COPD治療:抗コリン剤吸入に関わる心血管イベントリスク議論

世界的にCOPDへの注目が高まっているが、卒中、心血管イベント、死亡がその合併症・副事象として把握することもなされはじめ、tiotropiumの安全性にも議論が生じている。

Boehringer Ingelheim自身がFDAに報告した、29のプラセボ対照tiotropiumトライアルにおける、卒中リスクの増加報告を発端とした、心血管系リスクへの疑念。


この議論に関しては、UPLIFT研究(参考:
COPD治療: UPLIFT 4年目:tiotropium死亡率減少効果確認+死亡率解析 2009-11-07 )と、トライアル・プール化データとの安全性報告内容の相違に・・・どうしても注目がいく。
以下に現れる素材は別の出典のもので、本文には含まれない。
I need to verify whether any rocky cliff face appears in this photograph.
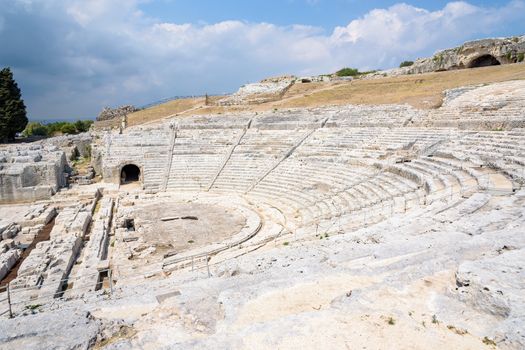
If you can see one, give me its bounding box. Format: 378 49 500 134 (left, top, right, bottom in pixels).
386 35 525 75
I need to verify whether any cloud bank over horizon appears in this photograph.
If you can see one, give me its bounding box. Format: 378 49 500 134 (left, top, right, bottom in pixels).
0 0 525 119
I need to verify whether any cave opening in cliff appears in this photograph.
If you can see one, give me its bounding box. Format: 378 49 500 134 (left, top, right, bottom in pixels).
468 55 501 68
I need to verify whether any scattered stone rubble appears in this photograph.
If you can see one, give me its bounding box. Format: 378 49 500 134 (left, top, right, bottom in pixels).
0 81 525 349
217 76 296 106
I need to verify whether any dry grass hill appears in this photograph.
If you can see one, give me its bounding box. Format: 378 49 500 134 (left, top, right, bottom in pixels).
104 64 525 126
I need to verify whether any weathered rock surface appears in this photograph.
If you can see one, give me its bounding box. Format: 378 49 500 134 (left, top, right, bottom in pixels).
97 105 138 121
218 76 296 106
378 36 525 75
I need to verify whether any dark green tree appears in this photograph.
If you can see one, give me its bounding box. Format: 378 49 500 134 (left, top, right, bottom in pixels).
0 68 27 142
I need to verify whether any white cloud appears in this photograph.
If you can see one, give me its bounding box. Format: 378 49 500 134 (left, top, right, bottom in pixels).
0 0 525 117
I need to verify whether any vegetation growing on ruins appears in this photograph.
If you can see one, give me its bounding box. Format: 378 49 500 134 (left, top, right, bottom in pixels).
335 68 359 77
335 67 377 77
22 120 93 137
0 68 27 142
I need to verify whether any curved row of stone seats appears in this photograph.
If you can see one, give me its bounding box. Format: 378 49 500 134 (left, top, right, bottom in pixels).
251 109 327 130
249 158 372 223
167 129 244 191
249 159 424 224
211 129 308 193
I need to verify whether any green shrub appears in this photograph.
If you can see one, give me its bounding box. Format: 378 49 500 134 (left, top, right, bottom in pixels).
22 122 47 137
60 123 77 134
335 68 359 77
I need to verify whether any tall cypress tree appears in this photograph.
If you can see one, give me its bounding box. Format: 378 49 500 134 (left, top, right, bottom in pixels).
0 68 27 142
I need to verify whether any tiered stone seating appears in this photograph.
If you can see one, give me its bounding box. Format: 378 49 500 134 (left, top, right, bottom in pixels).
441 129 525 184
167 129 243 191
212 129 308 193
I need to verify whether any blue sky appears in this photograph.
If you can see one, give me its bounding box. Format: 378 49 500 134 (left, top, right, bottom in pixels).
0 0 525 120
140 0 510 31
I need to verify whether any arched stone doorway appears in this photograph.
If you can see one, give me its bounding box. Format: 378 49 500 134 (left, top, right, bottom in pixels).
468 55 501 68
120 164 140 185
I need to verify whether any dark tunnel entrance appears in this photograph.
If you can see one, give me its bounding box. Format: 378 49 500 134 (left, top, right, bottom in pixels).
468 55 501 68
120 164 140 185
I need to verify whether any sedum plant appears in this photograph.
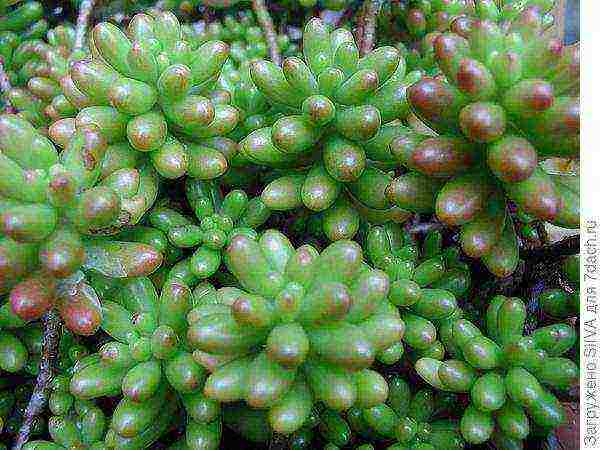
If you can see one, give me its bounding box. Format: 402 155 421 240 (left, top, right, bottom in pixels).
386 1 579 277
5 24 85 128
148 179 271 285
365 223 471 363
187 230 404 434
356 376 465 450
70 277 220 450
415 296 579 445
233 19 415 223
55 10 238 179
0 115 162 334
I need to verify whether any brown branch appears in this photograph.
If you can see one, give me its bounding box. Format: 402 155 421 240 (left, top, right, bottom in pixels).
12 310 61 450
521 234 580 261
548 0 567 42
269 433 288 450
0 56 17 114
358 0 381 56
252 0 281 66
74 0 96 50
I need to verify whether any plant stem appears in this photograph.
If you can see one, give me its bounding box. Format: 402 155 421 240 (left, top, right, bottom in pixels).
252 0 281 66
521 234 579 261
12 310 61 450
74 0 96 50
358 0 381 56
0 56 16 114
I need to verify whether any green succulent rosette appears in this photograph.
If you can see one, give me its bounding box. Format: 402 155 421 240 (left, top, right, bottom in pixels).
0 24 86 128
232 19 418 225
386 1 579 277
50 9 238 179
147 179 271 286
187 230 404 434
69 277 220 449
365 223 471 364
415 296 579 445
0 115 162 334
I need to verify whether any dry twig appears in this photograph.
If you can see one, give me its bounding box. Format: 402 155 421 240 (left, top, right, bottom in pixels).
252 0 281 66
74 0 96 49
521 234 579 261
12 310 61 450
0 57 16 114
357 0 381 56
The Safety of Tiotropium — The FDA’s Conclusions
NEJM September 8, 2010
Topics: Drugs, Devices, and the FDA
Theresa M. Michele, M.D., Simone Pinheiro, Sc.D., and Solomon Iyasu, M.D., M.P.H.





Singh らの17のRCTのメタアナリシス検討(JAMA 2008;300:1439-1450[Erratum, JAMA 2009;301:1227-30.])で、心血管リスクの増加が報告された。2倍のトライアルにて補正し、tiotropium HandiHalerとipratropiumの複合検討、プラセボ・能動的プラセボ比較で、心血管イベントリスク1.60(95%信頼区間「CI], 1.22-2.10)。心血管疾患、心筋梗塞、卒中を含めた腫瘍心血管イベントリスク増加と有意に関連すると報告。
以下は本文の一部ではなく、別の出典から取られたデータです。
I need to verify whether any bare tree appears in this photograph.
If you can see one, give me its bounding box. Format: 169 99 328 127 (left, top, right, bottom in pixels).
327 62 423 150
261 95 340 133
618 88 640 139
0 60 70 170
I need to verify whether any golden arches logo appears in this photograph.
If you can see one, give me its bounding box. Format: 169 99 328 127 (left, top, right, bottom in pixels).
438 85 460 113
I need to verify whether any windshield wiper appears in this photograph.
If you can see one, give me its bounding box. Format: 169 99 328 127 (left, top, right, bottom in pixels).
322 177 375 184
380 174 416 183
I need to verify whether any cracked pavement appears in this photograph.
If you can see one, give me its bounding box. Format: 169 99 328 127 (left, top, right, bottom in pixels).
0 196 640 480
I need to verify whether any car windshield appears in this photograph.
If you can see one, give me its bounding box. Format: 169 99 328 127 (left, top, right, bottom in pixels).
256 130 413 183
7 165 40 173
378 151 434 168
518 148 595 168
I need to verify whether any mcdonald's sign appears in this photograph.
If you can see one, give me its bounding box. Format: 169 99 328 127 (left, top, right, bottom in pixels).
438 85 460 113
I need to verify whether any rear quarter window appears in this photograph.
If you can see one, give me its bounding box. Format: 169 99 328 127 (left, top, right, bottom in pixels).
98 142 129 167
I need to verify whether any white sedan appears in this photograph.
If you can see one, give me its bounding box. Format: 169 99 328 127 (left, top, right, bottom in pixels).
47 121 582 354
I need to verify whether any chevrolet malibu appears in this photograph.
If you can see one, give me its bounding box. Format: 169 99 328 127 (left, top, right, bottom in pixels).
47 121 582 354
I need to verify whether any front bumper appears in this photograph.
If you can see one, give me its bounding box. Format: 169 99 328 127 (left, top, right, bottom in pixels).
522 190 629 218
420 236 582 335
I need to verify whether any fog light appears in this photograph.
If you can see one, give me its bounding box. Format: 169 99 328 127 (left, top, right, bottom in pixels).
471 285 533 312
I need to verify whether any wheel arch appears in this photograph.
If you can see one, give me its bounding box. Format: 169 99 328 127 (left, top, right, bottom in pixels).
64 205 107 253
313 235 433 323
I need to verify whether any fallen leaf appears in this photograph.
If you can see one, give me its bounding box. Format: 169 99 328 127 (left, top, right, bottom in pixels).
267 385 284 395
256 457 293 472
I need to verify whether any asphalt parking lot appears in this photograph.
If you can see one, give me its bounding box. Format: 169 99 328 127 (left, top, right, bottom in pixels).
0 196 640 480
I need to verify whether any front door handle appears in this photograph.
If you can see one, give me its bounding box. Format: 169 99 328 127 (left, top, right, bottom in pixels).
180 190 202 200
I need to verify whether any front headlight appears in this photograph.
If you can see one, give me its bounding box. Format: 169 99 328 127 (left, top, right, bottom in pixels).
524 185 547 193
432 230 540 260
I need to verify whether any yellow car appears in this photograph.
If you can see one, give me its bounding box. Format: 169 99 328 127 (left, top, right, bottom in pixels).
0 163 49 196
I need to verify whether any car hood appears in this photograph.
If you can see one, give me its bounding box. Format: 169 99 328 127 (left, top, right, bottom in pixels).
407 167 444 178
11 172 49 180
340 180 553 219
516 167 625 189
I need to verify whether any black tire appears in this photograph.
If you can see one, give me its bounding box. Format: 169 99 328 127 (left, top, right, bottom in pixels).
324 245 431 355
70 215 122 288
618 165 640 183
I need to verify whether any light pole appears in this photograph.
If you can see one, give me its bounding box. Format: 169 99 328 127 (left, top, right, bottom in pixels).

一方UPLIFT研究では、心筋梗塞、心血管原因死、全原因死亡減少を、プラセボ比較tiotropium HandiHaler検討で示している。


FDAは、Pulmonary–Allergy Drugs Advisory Committee (PADAC) を2009年11月19日行いこの検討を行った。

PADPACでの決定は、無記名であったが、UPLIFからのデータを卒中シグナル(11 yes votes, 1 no vote) 、心血管シグナル (11 yes votes, 1 abstention)とすることであった。Singhのメタアナリシスに対し、参加者たちは、方法論的限界と表明。潜在的にバイアスを含む選択であり、心血管イベント報告のトライアルに限定されていたという批判である。

一方、UPLIFTトライアルは、大規模で、長期フォローアップ研究で、全副事象イベント、重篤副事象イベント、全原因死亡といった安全性エンドポイントの事前特異化されている研究であり、回収率も高い報告であった。


エビデンス・レベルって話になると、メタアナリシスってだけで、盲信しがちな昨今
メタアナリシスは、その基礎となるデータ抽出が都合良くなされたり、意図せずバイアスがかかる可能性がある以上、その解釈にも注意が必要である。論文に詳細がかかれてない報告では特に注意が必要。